A number of companies make resistors with a very high temperature coefficient; when too much current is passed through them, they heat up to the point that their resistance increases substantially. When no more current is flowing through them, they cool down and the resistance returns to normal.
types of FETs have two additional useful properties: (1) they have very low resistance until the current through them reaches a "pinch-off" value, whereupon they will current-limit; (2) the pinch-off current drops with temperature.
If one could construct a module with a JFET or similar device combined with a thermally-sensitive resistor and possibly a couple other components, it should be possible to arrange it so that it would pass currents below the threshhold with minimal voltage drop (and thus minimal heat dissipation). When an over-current condition occurred, the device would heat up and reduce its pinch-off current to the point that the device could sustain a voltage drop without overheating to the point of destruction. As with a polyfuse, removing current would allow the device to cool down and return to normal.

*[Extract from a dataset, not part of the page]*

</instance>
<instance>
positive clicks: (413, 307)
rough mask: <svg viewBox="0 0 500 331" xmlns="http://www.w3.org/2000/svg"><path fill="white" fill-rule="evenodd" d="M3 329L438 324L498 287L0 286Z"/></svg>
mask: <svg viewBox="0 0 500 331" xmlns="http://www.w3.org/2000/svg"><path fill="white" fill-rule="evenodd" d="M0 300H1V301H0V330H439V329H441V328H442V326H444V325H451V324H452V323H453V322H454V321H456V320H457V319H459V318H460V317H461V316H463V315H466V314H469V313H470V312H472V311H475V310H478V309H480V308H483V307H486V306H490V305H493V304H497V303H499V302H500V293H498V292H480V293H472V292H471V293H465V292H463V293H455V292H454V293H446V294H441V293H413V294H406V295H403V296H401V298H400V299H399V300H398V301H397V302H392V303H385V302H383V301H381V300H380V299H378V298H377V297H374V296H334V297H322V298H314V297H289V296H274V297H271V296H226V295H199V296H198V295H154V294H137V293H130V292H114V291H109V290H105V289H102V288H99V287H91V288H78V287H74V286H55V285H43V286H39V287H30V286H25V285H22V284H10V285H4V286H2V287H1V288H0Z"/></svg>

This device would have two main advantages over existing "self-resetting fuses":
-1- Existing SRF's tend to have very "mushy" performance curves. The amount of current required to make the device trip out in one second in a cold environment is much greater than the amount of current the device can pass continuously in a hot environment without eventually heating up enough to trip. Because the FET-o-matic fuse would have minimal resistance as long as current remained below the pinch-off point, there would be less difference between the "quick trip" and "never trip" current levels.

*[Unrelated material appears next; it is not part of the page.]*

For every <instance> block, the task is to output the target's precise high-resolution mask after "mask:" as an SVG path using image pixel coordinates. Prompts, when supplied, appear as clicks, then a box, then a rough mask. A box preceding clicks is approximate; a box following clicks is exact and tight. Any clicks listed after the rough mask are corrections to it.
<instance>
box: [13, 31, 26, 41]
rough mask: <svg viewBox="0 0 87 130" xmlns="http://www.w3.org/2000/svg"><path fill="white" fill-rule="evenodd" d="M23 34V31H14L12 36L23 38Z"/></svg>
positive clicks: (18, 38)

-2- Existing SRF's provide limitted short-circuit protection: a 250mA SRF may conduct many amps for a few ms before tripping. The FET-o-matic unit, by contrast, would never pass more than a certain level of current. The amount of power dissipated in the FET-o-matic fuse may be very great under short-circuit conditions (e.g. a fuse that limits current to 4 amps on a 40-volt circuit would generate 160 watts of heat) but if it was properly designed it would only generate this much heat until the substrate reached a temperature sufficient to force a cut-out.